Amarbayasgalant se trouve dans une vallée fluviale de la province de Selenge, ceinturée de collines boisées qui semblent plus proches de la Sibérie que de la steppe ouverte que la plupart des visiteurs associent au bouddhisme mongol, et survit aujourd’hui comme l’un des très rares complexes monastiques majeurs à avoir échappé relativement intact à la destruction quasi totale des purges des années 1930. Construit dans les années 1720 sur ordre de l’empereur Qing Kangxi pour abriter les restes de Zanabazar, premier Bogd Gegeen de Mongolie et l’une de ses figures religieuses et artistiques les plus importantes, le complexe fut épargné en partie, pensent les historiens, à cause de son éloignement relatif d’Oulan-Bator, et en partie par pure chance — plusieurs autres monastères d’importance comparable furent entièrement réduits en décombres ces mêmes années.

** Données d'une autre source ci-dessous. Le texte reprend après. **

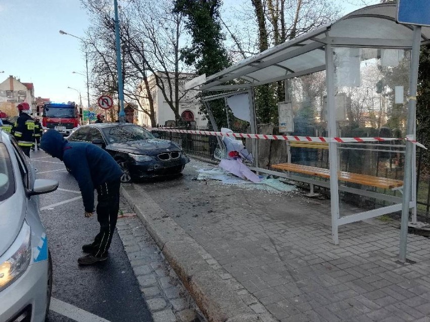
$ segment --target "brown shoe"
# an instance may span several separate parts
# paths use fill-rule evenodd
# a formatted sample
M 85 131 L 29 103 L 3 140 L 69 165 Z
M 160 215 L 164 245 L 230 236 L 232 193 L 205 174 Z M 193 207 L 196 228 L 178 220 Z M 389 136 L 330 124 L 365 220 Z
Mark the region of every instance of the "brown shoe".
M 107 256 L 96 257 L 91 254 L 82 256 L 78 259 L 80 265 L 92 265 L 99 262 L 103 262 L 107 259 Z

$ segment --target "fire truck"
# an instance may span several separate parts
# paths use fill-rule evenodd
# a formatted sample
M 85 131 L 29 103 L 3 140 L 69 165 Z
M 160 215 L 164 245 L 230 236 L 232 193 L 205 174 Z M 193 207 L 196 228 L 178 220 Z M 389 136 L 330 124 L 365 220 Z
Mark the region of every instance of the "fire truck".
M 53 128 L 66 136 L 71 134 L 80 125 L 82 114 L 74 102 L 44 102 L 36 109 L 37 114 L 41 119 L 44 132 Z

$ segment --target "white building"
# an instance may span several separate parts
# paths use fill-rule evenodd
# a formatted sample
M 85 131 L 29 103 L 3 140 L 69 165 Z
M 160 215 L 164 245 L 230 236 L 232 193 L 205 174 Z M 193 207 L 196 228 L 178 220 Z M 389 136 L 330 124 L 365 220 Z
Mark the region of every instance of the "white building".
M 158 75 L 164 80 L 166 90 L 168 91 L 169 86 L 165 76 L 162 77 L 163 74 L 159 72 L 158 73 Z M 187 91 L 184 88 L 185 83 L 195 76 L 195 74 L 184 73 L 180 75 L 181 81 L 179 83 L 179 115 L 185 120 L 195 121 L 196 125 L 199 127 L 206 125 L 207 121 L 202 120 L 201 117 L 203 115 L 198 114 L 200 106 L 200 99 L 195 97 L 198 92 L 194 90 Z M 174 75 L 172 74 L 171 77 L 173 78 Z M 162 91 L 156 86 L 155 76 L 153 75 L 149 76 L 148 81 L 154 101 L 155 122 L 160 126 L 165 126 L 167 124 L 169 125 L 169 121 L 175 121 L 175 113 L 165 99 Z M 141 91 L 144 93 L 142 94 L 142 96 L 146 96 L 145 84 L 143 82 L 141 87 Z M 167 95 L 168 97 L 169 96 L 168 91 Z M 143 108 L 149 110 L 149 103 L 147 98 L 140 99 L 140 104 Z M 138 112 L 138 124 L 143 126 L 151 126 L 149 116 L 140 110 L 140 108 Z
M 0 110 L 9 117 L 18 114 L 17 106 L 27 102 L 34 112 L 36 110 L 34 86 L 32 83 L 21 83 L 11 75 L 0 83 Z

En parcourant l’enceinte, la différence avec une ruine comme Ongi est immédiate : des bâtiments de temple entiers, des lignes de toit d’influence chinoise aux avant-toits relevés, des cours agencées avec une véritable intention architecturale plutôt qu’une reconstruction hypothétique. Les grandes salles du temple, restaurées progressivement depuis les années 1990 avec le soutien d’organisations internationales de préservation, abritent à nouveau une communauté de moines en activité, et l’odeur d’encens de genévrier et le murmure bas des chants s’échappent dans la cour aux heures de prière, un son que je n’avais entendu avec ce type de continuité dans aucun autre site monastique mongol.

J’ai passé un après-midi avec un jeune moine, Sanjaa, venu à Amarbayasgalant d’une famille d’éleveurs d’une province voisine et en plein milieu d’un cursus pluriannuel combinant philosophie bouddhiste traditionnelle et cours d’anglais de base dispensés par une équipe tournante d’enseignants bénévoles. Il m’a montré les bâtiments plus récents en cours de restauration, un échafaudage encore dressé autour d’une salle, et a parlé du défi de reconstruire non seulement des structures mais toute une tradition d’apprentissage interrompue pendant deux générations — des enseignants qui auraient pu transmettre certains chants ou certaines lignées philosophiques n’étaient tout simplement plus là au moment où les monastères ont pu rouvrir. « Nous reconstruisons à partir de ce qui est écrit », a-t-il dit, « et de ce dont les moines les plus âgés se souviennent encore. Il en reste moins chaque année. »
La vallée autour du monastère est tranquillement magnifique en elle-même — forêt de bouleaux et de mélèzes grimpant sur les coteaux, une petite rivière coulant sous le complexe, et une dispersion de campements de ger qui accueillent le nombre modeste mais croissant de visiteurs faisant le trajet depuis Darkhan ou Oulan-Bator. J’ai passé la nuit dans l’un d’eux, me réveillant au son du cor matinal du monastère résonnant dans la vallée dans l’air froid d’avant l’aube, un son qui semblait plus ancien qu’il ne l’était probablement et qui a rendu la courte marche de retour vers les portes du complexe digne du lever matinal.

Amarbayasgalant ne demande pas la reconstruction imaginative qu’exige une ruine comme Ongi — il demande simplement de remarquer ce qui a survécu, et de méditer sur l’étroitesse réelle de la marge de cette survie.
Quand y aller : De mai à septembre pour l’accès routier et un climat agréable dans la vallée boisée. Essayez de programmer une visite autour des sessions de prière matinales ou vespérales, quand les salles du temple sont actives plutôt que simplement ouvertes à la visite.